Network visualization has traditionally relied on heuristic metrics, such as stress, under the assumption that optimizing them leads to aesthetic and informative layouts. However, no single metric consistently produces the most effective results. A data-driven alternative is to learn from human preferences, where annotators select their favored visualization among multiple layouts of the same graphs. These human-preference labels can then be used to train a generative model that approximates human aesthetic preferences. However, obtaining human labels at scale is costly and time-consuming. As a result, this generative approach has so far been tested only with machine-labeled data.

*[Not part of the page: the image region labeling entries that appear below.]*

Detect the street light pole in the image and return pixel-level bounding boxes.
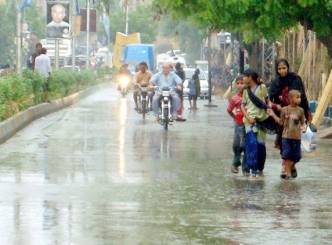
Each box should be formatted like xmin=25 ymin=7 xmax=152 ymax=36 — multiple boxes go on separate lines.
xmin=86 ymin=0 xmax=90 ymax=68
xmin=205 ymin=30 xmax=217 ymax=107
xmin=125 ymin=0 xmax=129 ymax=35
xmin=16 ymin=0 xmax=22 ymax=74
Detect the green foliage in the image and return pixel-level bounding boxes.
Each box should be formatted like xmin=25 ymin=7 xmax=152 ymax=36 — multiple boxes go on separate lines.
xmin=0 ymin=70 xmax=100 ymax=121
xmin=154 ymin=0 xmax=332 ymax=41
xmin=0 ymin=1 xmax=16 ymax=65
xmin=110 ymin=6 xmax=158 ymax=43
xmin=159 ymin=16 xmax=204 ymax=64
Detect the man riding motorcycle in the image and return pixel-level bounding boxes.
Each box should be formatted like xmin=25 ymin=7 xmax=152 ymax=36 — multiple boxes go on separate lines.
xmin=134 ymin=62 xmax=152 ymax=110
xmin=116 ymin=64 xmax=132 ymax=91
xmin=150 ymin=64 xmax=182 ymax=120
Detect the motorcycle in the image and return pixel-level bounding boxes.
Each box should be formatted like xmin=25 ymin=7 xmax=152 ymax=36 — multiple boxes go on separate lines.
xmin=118 ymin=75 xmax=131 ymax=97
xmin=138 ymin=86 xmax=149 ymax=120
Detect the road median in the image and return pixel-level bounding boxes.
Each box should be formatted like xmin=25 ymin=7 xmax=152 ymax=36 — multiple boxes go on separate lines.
xmin=0 ymin=83 xmax=109 ymax=144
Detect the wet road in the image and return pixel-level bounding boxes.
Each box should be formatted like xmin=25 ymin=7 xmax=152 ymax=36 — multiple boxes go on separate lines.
xmin=0 ymin=84 xmax=332 ymax=245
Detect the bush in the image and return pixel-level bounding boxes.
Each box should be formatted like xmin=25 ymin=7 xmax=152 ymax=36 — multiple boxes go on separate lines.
xmin=0 ymin=70 xmax=100 ymax=121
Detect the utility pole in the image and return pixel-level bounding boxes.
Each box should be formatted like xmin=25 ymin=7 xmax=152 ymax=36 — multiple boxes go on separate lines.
xmin=86 ymin=0 xmax=90 ymax=68
xmin=124 ymin=0 xmax=129 ymax=35
xmin=16 ymin=0 xmax=22 ymax=74
xmin=205 ymin=30 xmax=217 ymax=107
xmin=70 ymin=0 xmax=76 ymax=71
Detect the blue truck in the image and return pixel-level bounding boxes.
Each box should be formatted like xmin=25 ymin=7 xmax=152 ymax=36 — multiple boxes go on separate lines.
xmin=123 ymin=44 xmax=156 ymax=71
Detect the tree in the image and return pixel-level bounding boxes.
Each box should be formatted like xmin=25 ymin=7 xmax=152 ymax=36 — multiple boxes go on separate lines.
xmin=110 ymin=6 xmax=158 ymax=43
xmin=0 ymin=1 xmax=16 ymax=65
xmin=159 ymin=16 xmax=204 ymax=64
xmin=154 ymin=0 xmax=332 ymax=57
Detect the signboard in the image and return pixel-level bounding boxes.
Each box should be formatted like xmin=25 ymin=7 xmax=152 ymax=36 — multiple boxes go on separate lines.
xmin=47 ymin=1 xmax=70 ymax=38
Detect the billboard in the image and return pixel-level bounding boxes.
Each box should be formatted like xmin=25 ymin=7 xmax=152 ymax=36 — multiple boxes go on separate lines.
xmin=47 ymin=1 xmax=70 ymax=38
xmin=80 ymin=9 xmax=97 ymax=32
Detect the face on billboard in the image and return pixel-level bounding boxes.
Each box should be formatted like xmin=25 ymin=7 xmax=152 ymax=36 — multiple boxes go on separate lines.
xmin=47 ymin=3 xmax=69 ymax=24
xmin=47 ymin=3 xmax=70 ymax=38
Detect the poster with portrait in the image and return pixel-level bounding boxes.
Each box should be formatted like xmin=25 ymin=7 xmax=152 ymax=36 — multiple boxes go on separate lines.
xmin=47 ymin=2 xmax=70 ymax=38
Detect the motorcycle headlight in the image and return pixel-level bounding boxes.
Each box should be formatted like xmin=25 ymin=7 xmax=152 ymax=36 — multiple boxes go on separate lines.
xmin=119 ymin=76 xmax=130 ymax=87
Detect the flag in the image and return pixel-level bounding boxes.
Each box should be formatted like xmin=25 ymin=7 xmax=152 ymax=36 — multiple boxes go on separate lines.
xmin=19 ymin=0 xmax=32 ymax=11
xmin=75 ymin=0 xmax=81 ymax=15
xmin=102 ymin=13 xmax=111 ymax=40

In this paper, we explore the use of large language models (LLMs) and vision models (VMs) as proxies for human judgment. Through a carefully designed user study involving 27 participants, we curated a large set of human preference labels. We used this data both to better understand human preferences and to bootstrap LLM/VM labelers. We show that prompt engineering that combines few-shot examples and diverse input formats, such as image embeddings, significantly improves LLM-human alignment, and additional filtering by the confidence score of the LLM pushes the alignment to human-human levels. Furthermore, we demonstrate that carefully trained VMs can achieve VM-human alignment at a level comparable to that between human annotators. Our results suggest that AI can feasibly serve as a scalable proxy for human labelers.